26.  There are many unanswered questions in this matter. Had the police availed all the necessary witnesses including those who found and arrested the appellant with the motor cycle then that would have really strengthened the prosecution’s case.

27. A careful review of the evidence reveals many gaps such that the decision in in Muiruri & Others vs. Republic (supra) may respectfully not be applicable in this case. I must find that this was a case which really called for the conduct of an identification parade. Whereas not all instances of dock identification are worthless, the evidence herein makes it unsafe to base a conviction on the dock identification.

28.  Going by the foregone and in view of the facts in this case, it comes out that it is unsafe to uphold the conviction on the identification evidence on record. I now find and hold that the identification of the appellant as the assailant was not without error. The evidence dictated for the otherwise finding.
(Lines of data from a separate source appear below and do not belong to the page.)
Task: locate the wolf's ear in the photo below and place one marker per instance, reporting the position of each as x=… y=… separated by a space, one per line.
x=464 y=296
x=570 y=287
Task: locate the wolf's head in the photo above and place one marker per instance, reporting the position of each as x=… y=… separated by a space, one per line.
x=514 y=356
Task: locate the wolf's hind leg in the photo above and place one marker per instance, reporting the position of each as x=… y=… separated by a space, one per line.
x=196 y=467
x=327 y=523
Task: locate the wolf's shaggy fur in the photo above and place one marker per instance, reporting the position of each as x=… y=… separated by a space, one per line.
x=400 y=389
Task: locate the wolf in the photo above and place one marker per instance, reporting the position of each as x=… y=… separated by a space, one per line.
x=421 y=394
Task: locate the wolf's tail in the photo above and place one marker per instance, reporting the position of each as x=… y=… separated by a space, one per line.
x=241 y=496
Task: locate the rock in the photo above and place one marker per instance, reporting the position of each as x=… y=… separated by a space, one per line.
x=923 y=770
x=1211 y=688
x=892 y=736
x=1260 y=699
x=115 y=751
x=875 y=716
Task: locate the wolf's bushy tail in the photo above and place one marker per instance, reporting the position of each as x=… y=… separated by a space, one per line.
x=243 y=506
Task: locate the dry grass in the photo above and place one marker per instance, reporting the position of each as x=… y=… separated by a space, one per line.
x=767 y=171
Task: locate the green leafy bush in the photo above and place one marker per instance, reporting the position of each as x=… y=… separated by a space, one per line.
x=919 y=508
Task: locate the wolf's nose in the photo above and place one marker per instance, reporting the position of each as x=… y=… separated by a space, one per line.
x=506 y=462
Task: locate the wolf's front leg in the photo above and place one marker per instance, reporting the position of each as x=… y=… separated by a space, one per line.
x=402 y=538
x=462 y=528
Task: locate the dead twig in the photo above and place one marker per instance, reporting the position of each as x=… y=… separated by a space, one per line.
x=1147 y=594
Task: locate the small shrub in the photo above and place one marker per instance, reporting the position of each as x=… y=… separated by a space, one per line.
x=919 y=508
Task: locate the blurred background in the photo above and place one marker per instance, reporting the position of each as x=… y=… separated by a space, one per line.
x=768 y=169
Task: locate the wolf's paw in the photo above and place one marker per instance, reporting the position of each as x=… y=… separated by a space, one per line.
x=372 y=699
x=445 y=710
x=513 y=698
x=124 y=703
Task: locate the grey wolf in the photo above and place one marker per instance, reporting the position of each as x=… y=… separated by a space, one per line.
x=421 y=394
The prosecution therefore failed to connect the Appellant with the commission of the crime.

29.  Having found that the conviction cannot stand, there is really no need of dealing with the other grounds of appeal. The upshot is that the appeal is allowed, the conviction quashed and the sentence set-aside. The Appellant shall forthwith be released unless otherwise lawfully held.

Orders accordingly.

DELIVERED, DATEDand SIGNED at MIGORI this 22nd  day of May,  2020.

A. C. MRIMA

JUDGE

Judgment delivered in open Court and in the presence of:

Mwita Joseph Mwita alias Oria Somali, the Appellant in person.

Mr. Kimanthi, Senior Principal Prosecution Counsel instructed by the Office of the Director of Public Prosecutions for the State.